Three flip-flops 69, 70 and 71 record temporarily during each bit cell the particular one of the lines A, B or C which was last activated, to thus automatically select a coding pattern corresponding to that adopted in the same cell by the circuitry of FIG. 1, and more specifically a pattern which will not utilize the same coded change in state for two successive cells, thereby requiring one change in state for each cell. The output lines 72, 73 and 74 from the three flip-flops are three of eight horizontal lines in an integrated circuit diode matrix 75 of the same general type as circuit 21 in FIG. 1. Of the other horizontal lines, the three designated 76, 77 and 78 are connected to the previously mentioned lines A, B and C through differentiating circuits 100, 101 and 102 respectively, each of which is designed to break a ground connection to the associated line 76, 77 or 78 upon activation of the connected line A, B or C. The lower two horizontal lines 79 and 80 in FIG. 2 form two OR circuits, whose energization conditions an output flip-flop 81 for actuation to its upper or lower state respectively (to indicate ones and zeros respectively) upon receipt ofa clocking signal through a line 82.

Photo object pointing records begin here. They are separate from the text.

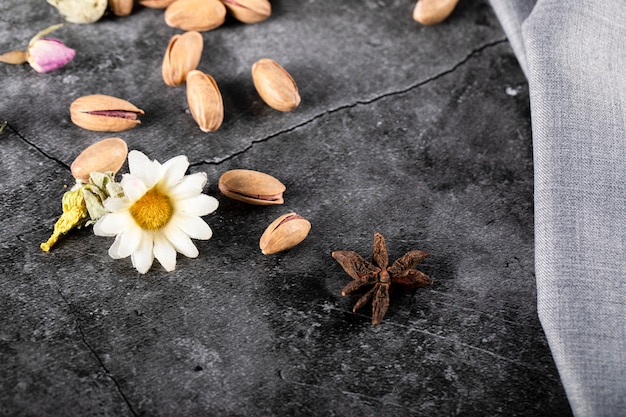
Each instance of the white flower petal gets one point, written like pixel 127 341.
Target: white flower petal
pixel 190 186
pixel 181 242
pixel 143 257
pixel 112 224
pixel 174 171
pixel 114 204
pixel 114 248
pixel 134 187
pixel 200 205
pixel 138 164
pixel 164 252
pixel 129 241
pixel 194 226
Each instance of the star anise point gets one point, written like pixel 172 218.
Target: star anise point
pixel 380 275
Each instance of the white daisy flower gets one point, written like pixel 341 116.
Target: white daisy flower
pixel 159 213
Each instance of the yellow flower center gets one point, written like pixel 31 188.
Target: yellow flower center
pixel 152 211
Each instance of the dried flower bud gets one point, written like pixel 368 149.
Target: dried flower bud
pixel 48 54
pixel 284 233
pixel 43 54
pixel 80 11
pixel 14 57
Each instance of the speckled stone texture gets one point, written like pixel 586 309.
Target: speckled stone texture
pixel 420 133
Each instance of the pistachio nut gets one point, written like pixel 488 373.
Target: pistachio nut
pixel 284 233
pixel 249 11
pixel 252 187
pixel 431 12
pixel 198 15
pixel 121 7
pixel 104 113
pixel 275 86
pixel 156 4
pixel 205 101
pixel 104 156
pixel 182 55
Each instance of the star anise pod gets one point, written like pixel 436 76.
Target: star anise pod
pixel 380 275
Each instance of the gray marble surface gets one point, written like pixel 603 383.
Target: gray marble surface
pixel 420 133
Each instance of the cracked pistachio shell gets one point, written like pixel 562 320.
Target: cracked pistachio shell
pixel 275 86
pixel 80 11
pixel 431 12
pixel 106 155
pixel 198 15
pixel 156 4
pixel 205 101
pixel 249 11
pixel 121 7
pixel 104 113
pixel 251 187
pixel 182 55
pixel 284 233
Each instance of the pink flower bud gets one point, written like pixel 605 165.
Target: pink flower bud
pixel 47 54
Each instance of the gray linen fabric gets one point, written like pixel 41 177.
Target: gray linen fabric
pixel 574 55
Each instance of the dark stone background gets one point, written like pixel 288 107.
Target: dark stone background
pixel 420 133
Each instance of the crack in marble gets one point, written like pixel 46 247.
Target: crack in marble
pixel 411 87
pixel 282 374
pixel 95 354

The six vertical lines 83, 84, 85, 86, 87 and 88 of matrix 75 are connected by individual load resistors 89 to the positive voltage terminal 91 of a direct current power source, whose negative side is connected to ground. When flip-flops 69, 70 and 71 are in their lower states, they connect their associated lines 72, 73 and 74 to ground, with these ground connections being broken when each of the flip-flops is actuated to its higher state.
Each time that an input signal (change of state) is received on any of the lines A, B or C, that signal acts through an OR- circuit 95 and a delay circuit 96 to supply a delayed clocking or actuating pulse to each of the flip-flops 69, 70 and 71, and through line 82 to the flip-flop 81. As in the case of delay circuit 39 of FIG. 1, the delay introduced by circuit 96 of FIG. 2 is shorter in duration than a bit cell, to actuate the flip-flops to a changed condition after each bit has produced an appropriate signal in line 79 or 80 leading to flip-flop 81 but before the next change of state of lines A, B and C. The various diodes 97, 98 and 99 connecting the vertical lines of the matrix with its horizontal lines form AND circuits and OR circuits for properly decoding the information from lines A, B and C to one and zero information at the output side of flipflop 81. In particular, the two upper diodes 97 associated with each vertical line 83, 84, 85 etc. form together an AND circuit which give that vertical line a positive potential when the ground connections to both of those diodes are broken. This positive signal is communicated through one of the diodes 98 to the one-indicating line 79, or through one of the diodes 99 to the zero-indicating line 80, to appropriately actuate flipflop 81 upon receipt of the next successive clocking signal through line 82. After a sufficient very short interval has been allowed for response of the AND circuits, and the 0R circuits formed by lines 79 and and diodes 98 and 99, delay circuit 96 actuates the flip-flops 69, 70 and 71 to adopt a new code pattern, which will not utilize in its coding system the particular one of the lines A, B or C which was actually activated in the preceding cell. Flip-flop 81 is of a character such that it reads out one bit upon each energization of clocking line 82, so that the changes in state of lines A, B and C are utilized to control the delivery of output bits from flip-flop 81, to thereby produce one and only one output bit for each change in state of lines A, B and C, and the controlling circuitry.
In discussing the operation of the FIG. 2 apparatus, assume at the outset that the signal played back from tape 10 is modu' lated with a signal of frequency f,, and that there is consequently an output signal in line A. Also, it may be assumed that, for example, flip-flop 70 is in its higher state, while the other two flip-flops 69 and 71 are in their lower states. Thus, neither of the lines 73 or 76 is grounded, and as a result the vertical line 87 of the matrix becomes positive beneath its load resistor, and that positive voltage is transmitted through an associated one of the lower OR-diodes 99 to line 80. After a short delay interval less than one bit cell in length, delay circuit 96 actuates the fiip-flop to its lower state, as determined by energization of line 80, and reads out a zero. Also, the output of delay circuit 96 actuates flip-flop 69 by reason of the presence of a signal in line A, so that that flip-flop is in its higher state and the other flip-flops are in their lower states for the next successive cell, and the coding pattern for the next cell is that defined by output line 72 from flip-flop 69, which pattern does not utilize line A as of any significance. Rather, that changed pattern employs line B as representative of a one, and line C as representative of a zero. Again in the next cell, regardless of which of the input lines A, B or C is energized, the coding pattern adopted for the succeeding cell will automatically be one in which the remaining two lines are those employed for representing ones and zeros, and the same line cannot be used in two successive cells.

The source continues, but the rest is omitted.